Watch the teacher solve the problem with clear explanations

00:00 Solve the following problem

00:03 A "regular" root is of the order 2

00:09 When we have a number (A) raised to the power (B) with the root order (C)

00:19 The result equals the number (A) with the root order of their product (B times C)

00:24 We will apply this formula to our exercise

00:31 Let's calculate the multiplication of the orders

00:41 When we have a number (A) raised to the power (B) with the root order (C)

00:46 The result equals the number (A) raised to the power of their quotient (B divided by C)

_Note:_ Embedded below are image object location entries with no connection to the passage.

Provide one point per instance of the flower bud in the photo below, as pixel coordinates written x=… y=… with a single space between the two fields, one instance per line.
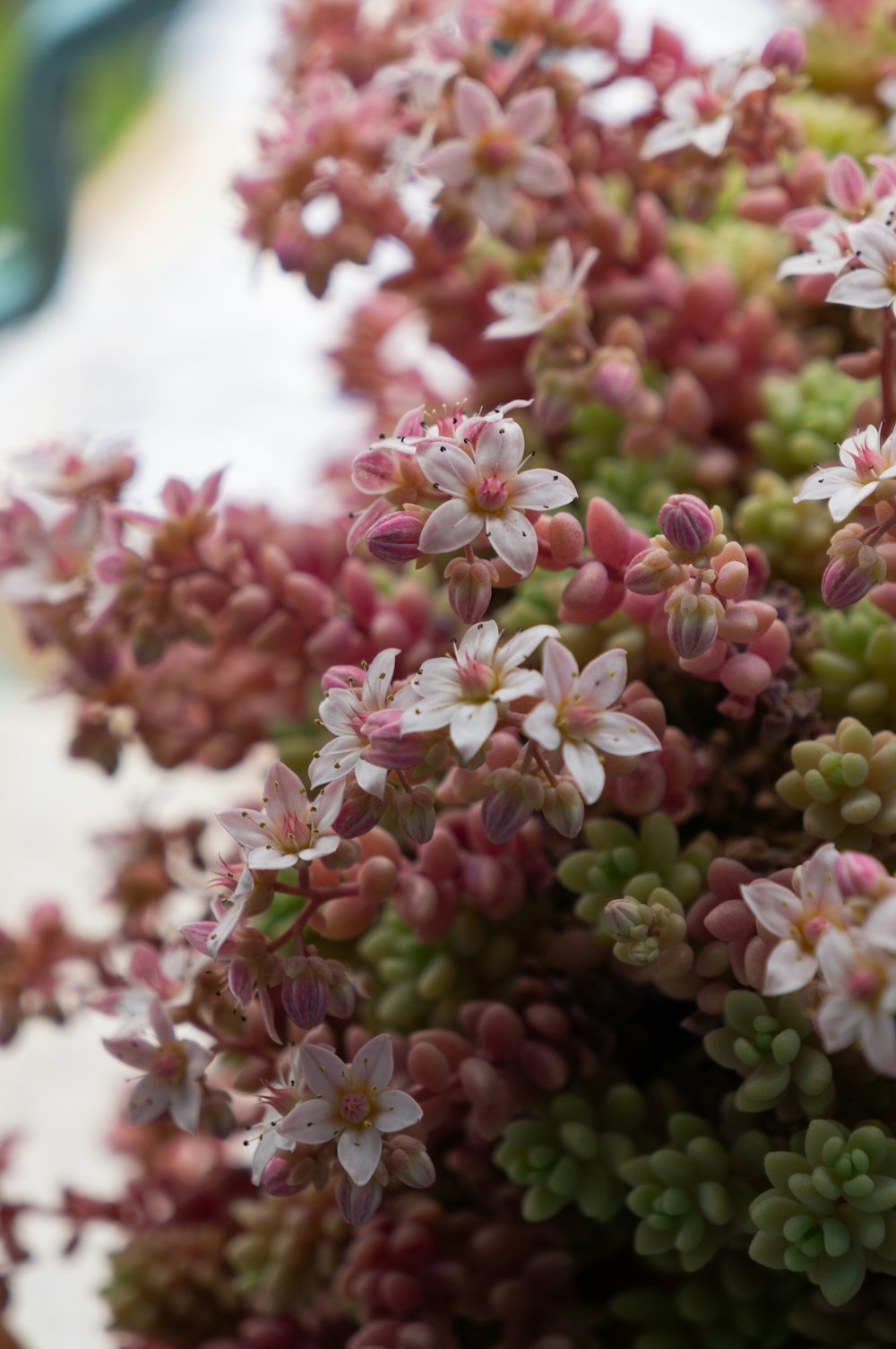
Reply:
x=509 y=803
x=470 y=587
x=786 y=48
x=396 y=539
x=694 y=621
x=306 y=990
x=687 y=523
x=853 y=568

00:49 We will apply this formula to our exercise

00:53 Proceed to calculate the division of powers

00:57 This is the solution

Step-by-step written solution

Follow each step carefully to understand the complete solution

Understand the problem

Complete the following exercise:

$\sqrt[5]{\sqrt{x^{20}}}=$

Step-by-step solution

To solve the problem $\sqrt[5]{\sqrt{x^{20}}}$ , we will convert the roots into fractional exponents and simplify:

The expression $\sqrt{x^{20}}$ can be represented as:

$(x^{20})^{\frac{1}{2}} = x^{20 \cdot \frac{1}{2}} = x^{10}$

Now, taking the fifth root of $x^{10}$ , we have:

$(x^{10})^{\frac{1}{5}} = x^{10 \cdot \frac{1}{5}} = x^{2}$

Therefore, the original expression $\sqrt[5]{\sqrt{x^{20}}}$ simplifies to $x^2$ .

Final Answer

$x^2$

Key Points to Remember

Essential concepts to master this topic

Rule: Convert nested radicals to fractional exponents first
Technique: $\sqrt{x^{20}} = x^{10}$ , then $\sqrt[5]{x^{10}} = x^{2}$
Check: Verify that $(x^2)^5 = x^{10}$ and $(x^{10})^2 = x^{20}$ ✓

Common Mistakes

Avoid these frequent errors

Adding exponents instead of multiplying
Don't think $\sqrt[5]{\sqrt{x^{20}}} = x^{20+\frac{1}{2}+\frac{1}{5}}$ ! This completely ignores how exponent rules work. Always multiply exponents: $x^{20} \cdot \frac{1}{2} \cdot \frac{1}{5} = x^2$ .

Practice Quiz

Test your knowledge with interactive questions

Solve the following exercise:

$\sqrt{\sqrt{4}}=$

FAQ

Everything you need to know about this question

Why do I convert radicals to fractional exponents?

Fractional exponents make nested radicals much easier to work with! $\sqrt[n]{x} = x^{\frac{1}{n}}$ lets you use the power rule: $(x^a)^b = x^{ab}$ .

How do I handle the nested structure?

Work from the inside out! First simplify $\sqrt{x^{20}} = x^{10}$ , then take the fifth root: $\sqrt[5]{x^{10}} = x^2$ .

Can I combine the fractional exponents directly?

Yes! You can multiply the fractional exponents: $x^{20 \cdot \frac{1}{2} \cdot \frac{1}{5}} = x^{20 \cdot \frac{1}{10}} = x^2$ . This gives the same answer faster!

What if the inner exponent doesn't divide evenly?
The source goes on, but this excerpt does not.